By David Outten, Production Editor
In the March 4 edition of the Los Angeles Times, Steven Zeitchik has written an article titled “Does Hollywood discriminate against young black actors?” In the article, he admits that
some of Hollywood’s biggest stars are black – Will Smith, Denzel Washington and several others – but he’s concerned that Hollywood is not making more young blacks into stars.
Hollywood is the capital of the entertainment industry. In Hollywood there are groups opposing and supporting all kinds of discrimination.
At the top of the industry are a relative handful of people capable of green-lighting the projects to be made for wide release by the six major studios. These projects routinely account for over 95 percent of domestic box office.
What do these industry leaders really discriminate for or against?
Are they purposely seeking to keep young black actors from becoming stars? Probably not.
They’re competing against each other for box office success. There are 52 Fridays every year –some better than others for opening new movies. They want their openings to be stronger than their competitors.
The typical studio head wants to discriminate against box office flops. They will not remain a studio head if they fail to do so.
If a fantastic script has a role for a young black actor, they will find one to play the role. There are many talented young actors and actresses available of all colors. There are only 52 Fridays available every year.
The studio head needs to discriminate between projects that will wind up in the $5 cut-out bin at Wal-Mart and those that will demand a spot on store shelves for years at $19.95. You won’t find THE SOUND OF MUSIC in Wal-Mart cutout bins.
The shocking thing is that studio heads do such a poor job of discrimination. The Wal-Mart cutout bins remain full of major studio flops and B-movies. The number of classic A-movies is really shockingly few.
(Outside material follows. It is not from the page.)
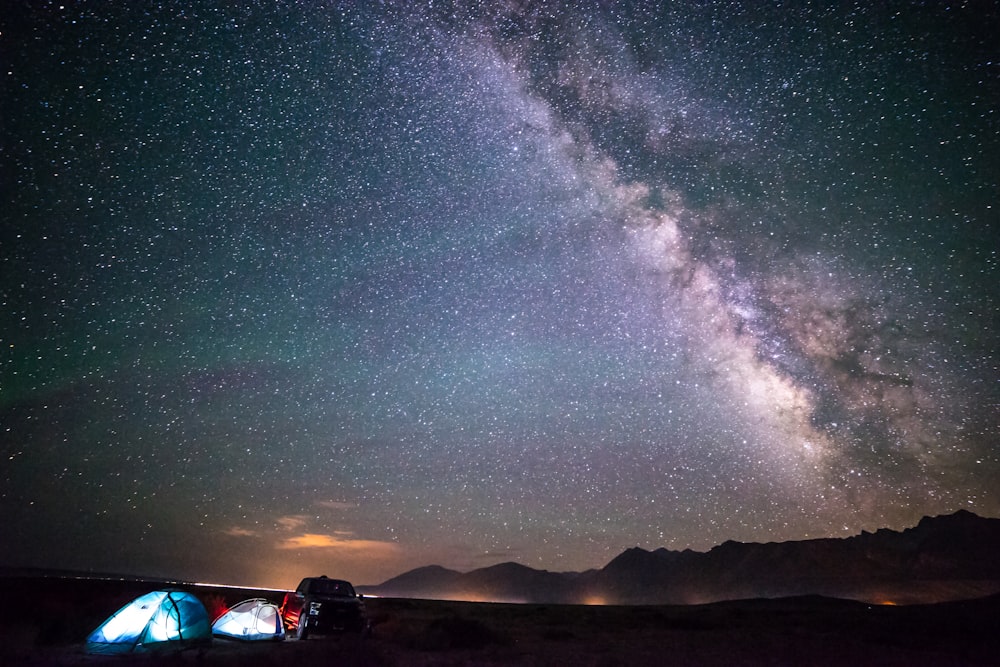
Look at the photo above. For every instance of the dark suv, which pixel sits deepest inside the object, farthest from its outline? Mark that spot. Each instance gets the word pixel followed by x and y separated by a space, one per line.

What Hollywood is missing is that there really is a huge audience out there that wants great, clean, wholesome entertainment. Up the road in Emeryville, Pixar gets it. Their movies don’t wind up in cutout bins. They get re-released in new editions each generation buys for $19.95.
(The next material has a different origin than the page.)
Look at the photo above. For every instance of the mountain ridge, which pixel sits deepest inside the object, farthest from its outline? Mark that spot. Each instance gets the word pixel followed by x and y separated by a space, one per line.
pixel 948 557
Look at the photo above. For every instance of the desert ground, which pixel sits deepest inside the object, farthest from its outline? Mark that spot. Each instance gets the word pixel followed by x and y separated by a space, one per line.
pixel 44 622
Not every Hollywood movie can, or should, be a Pixar-like animation. Audiences do want comedies, dramas, action stories, suspense films, and more, but so much of what comes out of the major studios is hampered by foul language, gratuitous violence and worldviews that large audiences find offensive. In Hollywood’s Golden Age, the studios discriminated against vulgarity, sex and nudity by establishing a production code. This code was abandoned, to Hollywood’s financial detriment, when producers, directors and actors demanded that they be allowed to include more and more offensive material.
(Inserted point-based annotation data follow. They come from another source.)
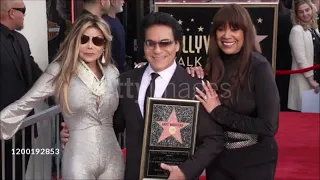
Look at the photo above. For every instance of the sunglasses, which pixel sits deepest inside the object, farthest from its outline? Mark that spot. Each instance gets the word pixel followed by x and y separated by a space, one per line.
pixel 22 10
pixel 97 41
pixel 161 44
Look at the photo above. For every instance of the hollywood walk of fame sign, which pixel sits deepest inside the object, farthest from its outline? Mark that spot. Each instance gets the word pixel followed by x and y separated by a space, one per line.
pixel 169 134
pixel 196 21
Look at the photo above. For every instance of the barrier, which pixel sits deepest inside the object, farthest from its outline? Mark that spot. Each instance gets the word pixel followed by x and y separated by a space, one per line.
pixel 286 72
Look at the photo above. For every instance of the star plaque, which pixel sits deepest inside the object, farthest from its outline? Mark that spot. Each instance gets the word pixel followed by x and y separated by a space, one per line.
pixel 169 134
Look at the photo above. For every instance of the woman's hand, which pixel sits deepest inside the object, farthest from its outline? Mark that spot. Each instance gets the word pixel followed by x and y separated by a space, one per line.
pixel 314 85
pixel 196 71
pixel 209 99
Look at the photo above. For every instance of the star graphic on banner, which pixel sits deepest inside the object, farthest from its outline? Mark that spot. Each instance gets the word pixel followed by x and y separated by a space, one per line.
pixel 260 20
pixel 260 38
pixel 171 127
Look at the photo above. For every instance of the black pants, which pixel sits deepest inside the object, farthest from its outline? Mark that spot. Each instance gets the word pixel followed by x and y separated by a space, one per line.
pixel 18 158
pixel 264 171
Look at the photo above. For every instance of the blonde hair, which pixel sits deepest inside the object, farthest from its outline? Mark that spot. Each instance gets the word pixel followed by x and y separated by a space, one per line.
pixel 296 21
pixel 68 55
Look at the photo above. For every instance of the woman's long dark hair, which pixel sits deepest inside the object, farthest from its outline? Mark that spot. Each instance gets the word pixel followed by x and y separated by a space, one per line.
pixel 237 17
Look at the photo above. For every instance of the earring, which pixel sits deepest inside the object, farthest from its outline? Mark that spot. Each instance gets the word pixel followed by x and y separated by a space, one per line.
pixel 103 60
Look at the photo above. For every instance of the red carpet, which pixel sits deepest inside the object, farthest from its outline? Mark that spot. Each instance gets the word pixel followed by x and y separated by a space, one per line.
pixel 298 141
When discrimination in favor of decency was abandoned, Hollywood dove into an era of depravity it has yet to emerge from. Over 50 percent of the movies green-lighted since 1970 have been R-rated.
Even so, things are improving. Hollywood is now making more good movies that attract families. Because of this, not one R-rated movie made it into the top ten domestic box office successes of 2010.
The major studio heads still green-light too many movies headed for Wal-Mart’s cutout bins. They could more that don’t wind up there if they would leave out offensive content that the Motion Picture Code used to protect them from. They would also do better if they included more content that gets the huge Christian audience excited about telling their friends to see a movie.
THE BLIND SIDE and TRUE GRIT surprised Hollywood with strong box office because they had entertaining heroic characters with strong Christian values.
This is not to say making clean, wholesome movies without high entertainment value will bring financial success. Even Christian audiences want entertainment value. The sweet spot is to make great entertainment with clean content and wholesome values. This takes very careful discrimination.